I haven't noticed if I'm very different than I was before Sept. 11. But I can tell you this: I have more friends than I did before. I have more compassion for the human spirit than I did before. I have more patience with people. I think, on a personal level, I am able to relate to people better. I look at my brothers John and Fred, both New York City firefighters, and my sister Eileen, whose husband state trooper Joe Aversa was killed in an undercover operation in 1990 and who is now a New York state trooper herself, and I can see something different in their faces, like a familiarity like we belong to some secret club, those of us who where there that day and for days after.
Somewhere inside ourselves we all have had a terrible tragedy, no matter how grand or minute. I've seen marriages broken up. I've seen loved ones lose their spouses, children lose their parents, or parents lose children. Occasionally now I drive by Ground Zero. I find it difficult to think of downtown Manhattan any other way than I see it in my head.
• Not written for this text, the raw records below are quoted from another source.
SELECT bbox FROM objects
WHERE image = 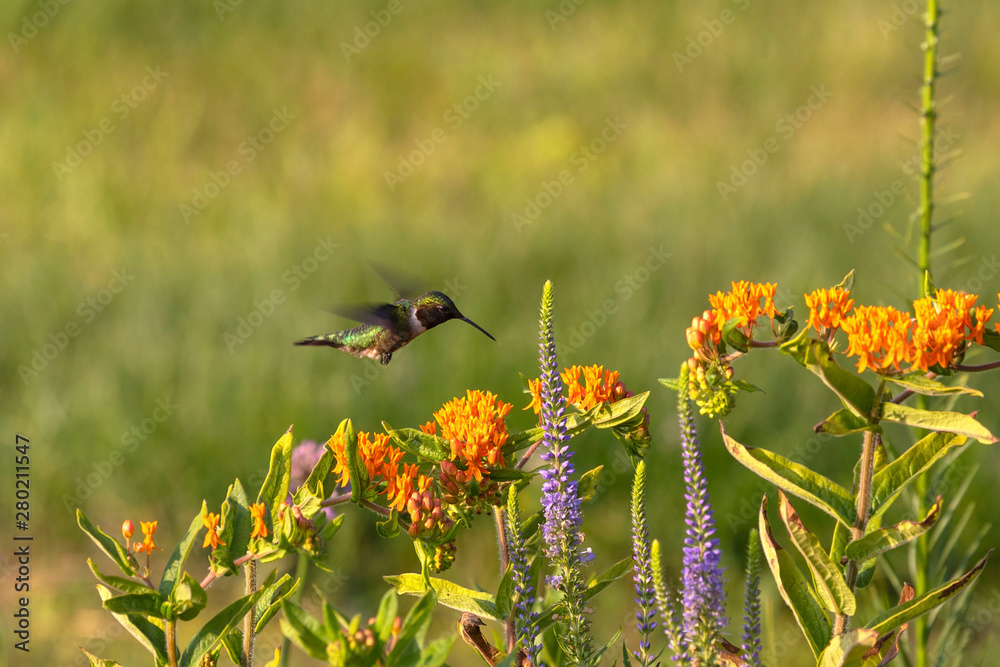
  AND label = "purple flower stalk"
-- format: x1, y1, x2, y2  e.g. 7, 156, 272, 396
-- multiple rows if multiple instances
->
632, 461, 656, 667
507, 484, 542, 667
538, 281, 594, 665
677, 370, 727, 665
743, 530, 764, 667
There will always be that huge airplane tire lying in the street. There will always be the pieces of airplane lying amid tons of dust and rubble. We just clean up and move along with our lives, a bit wiser, with a bit more respect for each other.
Talking about 9/11 used to be difficult for me. I am not afraid to tell everyone that, yes, therapy was an option and I took it. From September 11, 2001, until about June of 2002 I was miserable. I reached out to my family doctor who guided me to the right road to recovery. I thank him every chance I get. Those of you who think that means I should feel down and irritated all the time, you're wrong. Through therapy I am more open with everyone. I have a better relationship with my wife and two children. I can't imagine how miserable I would be right now if it weren't for therapy.
Since March of 2002, I have been assigned to the Joint Terrorism Task Force, a NYPD/FBI task force. I feel like I'm doing a lot more not just for the city, but for the world. The NYPD has really increased its terrorism involvement. The training and education given to me as well as countless others is very impressive, and you can see just by reading the daily paper or watching the news how the NYPD has increased its relationships with international law enforcement agencies, as well as other city and state agencies. Our city is no doubt the safest around.
Today, I find I have a special bond with my fellow brothers and sisters of the New York City Police Department, both officers and supervisors alike. I have a hard time explaining what that bond is like. But it's just like we are a lot closer as a family then we were on September 10, 2001.